Auparavant, il avait remercié tout en dérision « le président Jupiter » pour la clarification qu'il a opérée dans les rangs de son désormais ex-parti. « Certes, nous partons moins nombreux, plus léger, mais plus robustes », Benoît Hamon entame donc une nouvelle étape de sa vie politique, refusant même de se porter candidat aux sénatoriales de septembre pour ne pas « aller chercher une élection de confort ».

Fini le parti, place donc au mouvement. Avec peut-être un brin en retard sur ceux qui ont, selon son analyse, « remplacé » le PS – la République en marche et la France insoumise – le candidat déçu de la présidentielle veut bâtir « une nouvelle maison commune ».

Répondant à cet appel « pour refaire la gauche », ils étaient d’ailleurs plusieurs milliers à déambuler sous un soleil inattendu entre les barnums, et participer aux débats lancés autour de l’écologie, des contre-pouvoirs citoyens ou encore de l’éducation populaire.

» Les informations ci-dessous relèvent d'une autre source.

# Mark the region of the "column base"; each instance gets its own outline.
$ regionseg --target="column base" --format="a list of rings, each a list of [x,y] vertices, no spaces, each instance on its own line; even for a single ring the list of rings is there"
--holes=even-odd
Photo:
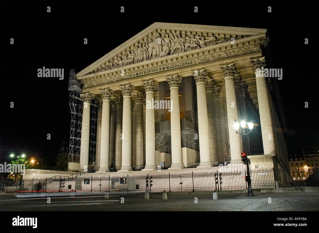
[[[169,167],[168,169],[182,169],[185,168],[183,164],[182,163],[174,163],[171,165],[171,167]]]
[[[157,168],[156,165],[147,165],[145,166],[145,168],[142,169],[142,171],[154,171],[157,170]]]
[[[199,165],[196,167],[210,167],[212,166],[213,166],[213,165],[211,164],[211,162],[201,162],[199,163]]]
[[[131,167],[122,167],[120,170],[118,170],[118,172],[130,172],[133,171]]]
[[[110,171],[110,169],[108,167],[100,167],[99,169],[99,171],[96,171],[95,172],[108,172]]]

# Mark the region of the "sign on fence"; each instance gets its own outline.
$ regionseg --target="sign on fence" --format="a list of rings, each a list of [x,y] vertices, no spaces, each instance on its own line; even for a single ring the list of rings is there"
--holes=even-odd
[[[75,180],[75,190],[82,190],[82,179],[76,179]]]
[[[129,177],[127,178],[127,190],[136,190],[136,178]]]

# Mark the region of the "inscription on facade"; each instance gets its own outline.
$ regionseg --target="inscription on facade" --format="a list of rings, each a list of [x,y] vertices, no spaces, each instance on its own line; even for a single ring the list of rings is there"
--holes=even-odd
[[[166,65],[158,67],[157,68],[154,68],[153,69],[150,69],[147,70],[145,70],[140,72],[137,72],[132,73],[129,74],[129,78],[134,78],[134,77],[140,76],[145,74],[150,74],[156,73],[157,72],[160,72],[164,70],[168,70],[174,69],[178,67],[182,67],[187,66],[191,65],[194,64],[194,60],[192,60],[187,61],[184,61],[182,62],[180,62],[176,64],[173,65]]]

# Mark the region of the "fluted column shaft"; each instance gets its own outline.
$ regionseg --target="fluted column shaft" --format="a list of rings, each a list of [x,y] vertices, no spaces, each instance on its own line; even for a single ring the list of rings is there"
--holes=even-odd
[[[123,118],[123,104],[119,100],[115,102],[116,104],[116,138],[115,142],[115,166],[117,170],[121,169],[122,166],[122,123]]]
[[[234,130],[235,120],[238,120],[236,96],[234,84],[234,77],[228,76],[225,78],[226,89],[226,100],[227,105],[228,129],[230,145],[231,163],[242,163],[241,157],[241,152],[240,135],[237,135]]]
[[[98,105],[99,106],[99,105]],[[96,130],[96,150],[95,155],[95,169],[98,171],[100,166],[100,153],[101,125],[102,124],[102,108],[99,107],[98,109],[97,128]]]
[[[269,154],[275,153],[276,149],[273,130],[274,123],[271,116],[270,101],[264,72],[260,70],[255,72],[255,74],[263,152],[265,154]]]
[[[264,57],[251,60],[255,71],[258,99],[258,108],[260,118],[260,126],[263,152],[265,154],[276,152],[274,122],[271,114],[271,99],[267,84],[264,76],[263,67],[266,65]]]
[[[131,122],[131,96],[123,97],[123,120],[122,124],[122,166],[121,170],[132,171],[132,129]]]
[[[146,111],[147,110],[146,110]],[[143,166],[143,131],[144,129],[144,115],[143,112],[143,102],[137,102],[135,103],[135,112],[136,116],[136,163],[137,167]],[[147,114],[146,114],[147,115]],[[147,129],[146,132],[147,131]],[[154,128],[155,131],[155,128]],[[154,132],[155,134],[155,132]],[[147,138],[149,138],[147,137]],[[154,139],[155,140],[155,139]],[[154,152],[155,152],[155,144],[154,142]],[[146,148],[147,148],[147,147]]]
[[[217,152],[218,156],[221,156],[224,153],[223,152],[223,136],[221,131],[221,122],[220,120],[220,109],[219,107],[220,89],[216,92],[214,98],[214,112],[215,112],[215,119],[216,124],[216,137],[217,139]]]
[[[134,88],[128,84],[120,88],[123,95],[122,123],[122,166],[121,171],[132,171],[131,96]]]
[[[101,155],[99,171],[109,172],[110,100],[104,99],[103,101],[101,126]]]
[[[180,115],[178,88],[182,79],[178,75],[167,78],[170,90],[171,140],[172,165],[171,169],[184,167],[182,162],[181,120]]]
[[[155,155],[155,120],[152,100],[153,91],[146,92],[146,107],[145,114],[145,170],[156,170]],[[151,107],[148,107],[151,105]],[[143,106],[141,107],[143,108]],[[143,117],[143,116],[142,116]]]
[[[206,90],[207,111],[208,116],[208,128],[209,132],[210,156],[212,162],[218,161],[216,131],[214,123],[215,113],[214,106],[214,93],[212,90]]]
[[[145,109],[145,170],[157,169],[155,154],[155,119],[154,108],[154,91],[157,84],[153,80],[143,83],[146,94]],[[141,107],[143,108],[143,106]],[[143,116],[141,115],[141,117]]]
[[[109,166],[110,167],[114,167],[115,166],[116,117],[116,114],[115,112],[112,112],[111,114],[110,120],[110,152],[109,160]]]
[[[89,163],[90,142],[90,113],[91,103],[94,96],[89,93],[81,94],[83,100],[83,114],[81,131],[79,170],[87,169]]]

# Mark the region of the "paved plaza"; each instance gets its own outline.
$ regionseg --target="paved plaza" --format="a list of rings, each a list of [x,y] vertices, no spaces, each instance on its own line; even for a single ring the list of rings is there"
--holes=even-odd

Dans une ambiance à mi-chemin entre la Fête de l’Humanité et Nuit debout, de nombreuses personnalités, proche de l'ancien député, ont fait le déplacement. Les écologistes Cécile Dufflot et Yannick Jadot, les socialistes Guillaume Balas, Dominique Bertinotti, Stéphane Troussel ou encore Barbara Romagnan ont directement participé à l’organisation. D’autres, à l’instar de François Lamy, Pouria Amirshahi, ou Marie-Noëlle Lienemann, se faufilaient plus discrètement dans la foule. « Je suis toujours présente lorsqu’un mouvement de gauche se crée », explique la sénatrice PS de Paris. « Benoît Hamon a raison de capitaliser la dynamique de sa campagne vue la fragmentation de la gauche qui perdure, mais il ne faut pas que cela se fasse contre qui que ce soit. Il faudra converger, insiste la sénatrice de l’aile gauche du PS_. Hamon et Mélenchon : se sont des identités tactiques, il faut les dépasser pour créer des identités politiques. J’ai vu Georges Marchais et François Mitterrand s’allier, alors Hamon et Mélenchon… »_

En attendant, l’ancien député, qui n’épargne pas le leader de la France insoumise dans ses discours, a donné rendez-vous à « la grande famille de la gauche », « dans les combats sociaux » à venir.